Этот негр теперь напомнил Виктору его мать; глаза у обоих буквально сверлили того, на кого был направлен взгляд. Что ж, значит и здесь он столкнулся с тем же непониманием? Еще одна группа людей, которая не видит его болезни, его недостатка, а потому не признает его равным себе. Он отошел в сторону, отошел от Майка, оставив за спиной голоса, сливавшиеся в общий гул:
— А мне кажется, что выдумка насчет паяльной лампы притянута за уши.

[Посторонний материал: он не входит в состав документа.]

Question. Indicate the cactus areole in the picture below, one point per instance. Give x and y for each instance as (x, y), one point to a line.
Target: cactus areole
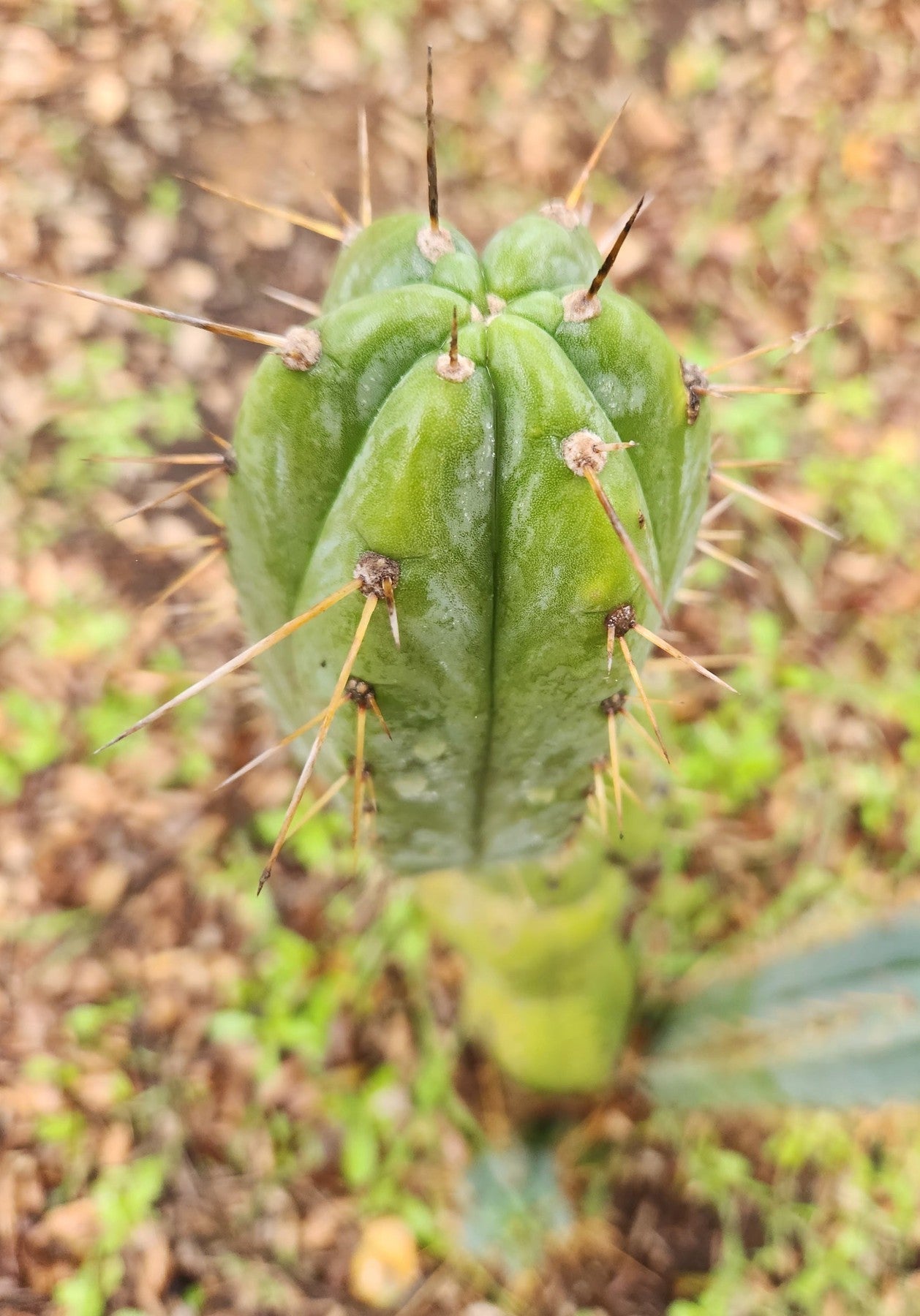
(461, 458)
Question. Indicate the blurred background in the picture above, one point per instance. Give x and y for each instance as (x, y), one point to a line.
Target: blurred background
(224, 1105)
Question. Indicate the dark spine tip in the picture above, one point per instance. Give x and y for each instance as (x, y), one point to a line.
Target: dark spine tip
(454, 333)
(614, 704)
(615, 250)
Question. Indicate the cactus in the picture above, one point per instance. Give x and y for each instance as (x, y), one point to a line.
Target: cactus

— Это что, твой друг Виктор, а Майк?
— Какой же ты тупой, Чузо, вот что я тебе скажу!
— Майк, ты что меня не слышишь?
Тремалис направился к выходу, продолжая ругать себя, на что он, в самом деле, надеялся, кого хотел одурачить, предполагая, что здесь его поймут? О Господи, ну и кретин же он…
Он так разнервничался, что захотел в туалет. Виктор вошел в дверь с надписью «МУЖЧИНЫ».
Поэтому он не видел, как в дом вошли Американская Мечта и Рив Тауни.
Глава 20
Чрэнсис Мадсен Хейд, сидя в спальне, слушал кассету Бадди Холли и беседовал с Отцом. Точнее, говорил только Хейд, Отец говорить не мог, Отец теперь всегда лишь улыбался, потому что избавился от боли. От своей личной, персональной боли.
Отец всегда улыбался, потому что две трети головы, все что выше нижней губы, у него отсутствовало. Все это растворилось в его Сыне.